L'idée de la mort - qu'il a frôlée tant de fois au cours de son existence, de Verdun au Petit-Clamart - lui était familière. Cette pensée ne le quittait plus et il faisait souvent allusion au « peu de temps qui lui restait à vivre ». Et ses mémoires se terminent par l'image de ce « vieil homme sentant venir le froid éternel ». De Gaulle était chrétien. Il l'était simplement sans ostentation aucune. Les de Gaulle ont leur banc à l'église de Colombey où le Général assistait chaque dimanche, à la messe au milieu des habitants du village, et où il communiait à Pâques et, à Noël, à la messe de minuit (à Paris, il assistait le dimanche à la messe, quelquefois servie par son aide de camp dans la petite chapelle de l'Elysée).

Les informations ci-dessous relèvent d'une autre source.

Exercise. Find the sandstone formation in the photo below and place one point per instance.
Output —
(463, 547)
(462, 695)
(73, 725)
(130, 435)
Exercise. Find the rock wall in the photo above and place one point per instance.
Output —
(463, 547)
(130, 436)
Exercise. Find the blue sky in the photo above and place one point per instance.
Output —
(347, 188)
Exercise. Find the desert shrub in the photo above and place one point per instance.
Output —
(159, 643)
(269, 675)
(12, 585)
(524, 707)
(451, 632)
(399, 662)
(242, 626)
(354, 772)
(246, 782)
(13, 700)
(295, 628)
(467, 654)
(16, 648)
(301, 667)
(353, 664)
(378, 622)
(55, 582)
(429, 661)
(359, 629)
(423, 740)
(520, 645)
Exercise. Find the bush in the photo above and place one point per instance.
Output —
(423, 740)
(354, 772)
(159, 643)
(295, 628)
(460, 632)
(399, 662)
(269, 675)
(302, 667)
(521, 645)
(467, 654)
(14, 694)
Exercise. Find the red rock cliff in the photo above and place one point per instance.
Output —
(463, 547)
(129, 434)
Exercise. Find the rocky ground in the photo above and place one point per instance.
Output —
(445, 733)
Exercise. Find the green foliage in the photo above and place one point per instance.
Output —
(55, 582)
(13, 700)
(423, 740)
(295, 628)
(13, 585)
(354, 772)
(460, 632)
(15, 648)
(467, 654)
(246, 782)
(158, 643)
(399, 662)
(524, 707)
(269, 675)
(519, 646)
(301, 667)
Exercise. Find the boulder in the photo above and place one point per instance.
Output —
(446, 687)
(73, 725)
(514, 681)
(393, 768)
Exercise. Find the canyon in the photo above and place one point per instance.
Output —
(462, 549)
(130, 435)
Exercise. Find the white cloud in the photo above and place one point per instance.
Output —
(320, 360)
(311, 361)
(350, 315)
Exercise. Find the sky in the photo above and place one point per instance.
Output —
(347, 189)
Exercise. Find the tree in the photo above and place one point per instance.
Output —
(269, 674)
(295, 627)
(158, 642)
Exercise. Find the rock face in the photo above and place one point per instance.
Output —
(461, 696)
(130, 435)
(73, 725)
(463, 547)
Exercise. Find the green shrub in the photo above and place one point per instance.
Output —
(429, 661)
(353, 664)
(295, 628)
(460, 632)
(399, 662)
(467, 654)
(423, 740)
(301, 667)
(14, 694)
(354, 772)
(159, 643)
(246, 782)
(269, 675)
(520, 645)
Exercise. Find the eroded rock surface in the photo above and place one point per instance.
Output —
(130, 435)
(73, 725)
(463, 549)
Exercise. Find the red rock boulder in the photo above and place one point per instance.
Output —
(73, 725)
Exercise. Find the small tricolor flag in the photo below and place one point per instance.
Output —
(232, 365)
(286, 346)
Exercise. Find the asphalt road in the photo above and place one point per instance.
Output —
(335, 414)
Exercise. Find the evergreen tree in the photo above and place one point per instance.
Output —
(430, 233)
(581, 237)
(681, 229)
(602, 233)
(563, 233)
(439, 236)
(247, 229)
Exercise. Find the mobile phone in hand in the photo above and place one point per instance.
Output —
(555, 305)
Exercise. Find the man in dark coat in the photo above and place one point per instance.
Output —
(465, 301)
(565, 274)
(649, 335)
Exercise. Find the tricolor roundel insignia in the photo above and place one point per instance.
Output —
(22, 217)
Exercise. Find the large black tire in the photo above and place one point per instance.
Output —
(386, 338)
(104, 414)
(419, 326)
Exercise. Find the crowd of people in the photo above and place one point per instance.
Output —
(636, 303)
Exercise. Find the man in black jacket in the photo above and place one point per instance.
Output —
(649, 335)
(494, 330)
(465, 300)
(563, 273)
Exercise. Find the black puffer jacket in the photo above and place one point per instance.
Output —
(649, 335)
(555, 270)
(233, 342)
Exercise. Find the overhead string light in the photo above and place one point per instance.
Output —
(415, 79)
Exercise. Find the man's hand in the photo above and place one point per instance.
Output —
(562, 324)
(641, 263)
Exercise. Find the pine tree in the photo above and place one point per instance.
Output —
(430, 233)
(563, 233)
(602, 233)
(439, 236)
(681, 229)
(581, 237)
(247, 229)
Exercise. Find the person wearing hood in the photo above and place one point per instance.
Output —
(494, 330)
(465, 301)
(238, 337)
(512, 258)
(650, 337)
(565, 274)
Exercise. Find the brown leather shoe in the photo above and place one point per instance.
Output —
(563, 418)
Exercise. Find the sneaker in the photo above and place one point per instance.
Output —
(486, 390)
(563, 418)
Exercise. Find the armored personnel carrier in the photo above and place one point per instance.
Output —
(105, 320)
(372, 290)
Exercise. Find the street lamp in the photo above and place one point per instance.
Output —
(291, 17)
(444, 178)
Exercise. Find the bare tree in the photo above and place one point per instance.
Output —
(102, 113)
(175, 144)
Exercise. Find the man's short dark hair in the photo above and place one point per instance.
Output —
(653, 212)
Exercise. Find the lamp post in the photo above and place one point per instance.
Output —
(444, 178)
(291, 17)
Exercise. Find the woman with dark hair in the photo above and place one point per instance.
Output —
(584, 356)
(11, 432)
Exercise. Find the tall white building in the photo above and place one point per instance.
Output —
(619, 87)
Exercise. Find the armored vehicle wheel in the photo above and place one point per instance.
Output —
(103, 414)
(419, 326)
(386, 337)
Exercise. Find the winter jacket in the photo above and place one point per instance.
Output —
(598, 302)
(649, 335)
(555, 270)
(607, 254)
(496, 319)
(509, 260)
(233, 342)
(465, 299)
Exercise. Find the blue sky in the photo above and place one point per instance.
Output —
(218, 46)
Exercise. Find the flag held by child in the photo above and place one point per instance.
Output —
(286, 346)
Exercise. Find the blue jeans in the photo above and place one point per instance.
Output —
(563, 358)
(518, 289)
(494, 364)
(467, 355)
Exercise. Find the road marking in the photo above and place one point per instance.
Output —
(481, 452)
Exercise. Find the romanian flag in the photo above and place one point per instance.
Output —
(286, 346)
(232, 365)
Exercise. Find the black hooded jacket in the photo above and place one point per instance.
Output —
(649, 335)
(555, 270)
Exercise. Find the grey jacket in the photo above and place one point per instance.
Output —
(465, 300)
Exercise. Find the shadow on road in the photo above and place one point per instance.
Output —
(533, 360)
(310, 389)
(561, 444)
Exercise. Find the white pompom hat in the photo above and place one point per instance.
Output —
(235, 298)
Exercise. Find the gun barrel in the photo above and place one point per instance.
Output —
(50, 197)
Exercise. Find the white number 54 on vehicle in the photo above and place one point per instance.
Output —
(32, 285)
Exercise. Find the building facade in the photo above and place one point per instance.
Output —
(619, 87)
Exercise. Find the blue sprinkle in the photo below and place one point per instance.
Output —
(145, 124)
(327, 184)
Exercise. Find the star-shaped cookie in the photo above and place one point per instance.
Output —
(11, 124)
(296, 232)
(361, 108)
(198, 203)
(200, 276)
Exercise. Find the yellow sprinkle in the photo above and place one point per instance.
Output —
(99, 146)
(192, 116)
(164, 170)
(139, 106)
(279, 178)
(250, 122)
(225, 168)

Dans cette intimité, comment se comportait-il ? On a évoqué sa solennité, sa simplicité, ses goûts. Sans doute faudrait-il souligner d'autres traits de son caractère : son extrême courtoisie d'abord, ses manières exquises à l'égard de ses invités, ses témoignages d'intérêt, ses marques d'attention pour ceux qui allaient mourir. Oui, de Gaulle pouvait être affectueux. De Gaulle était affectueux. Mais, cette affection, cette courtoisie constante dans la vie privée pouvaient faire place, dans le travail, à une sévérité et à une dureté : ses collaborateurs ne sont pas près d'oublier certaines scènes où le Général élevait la voix.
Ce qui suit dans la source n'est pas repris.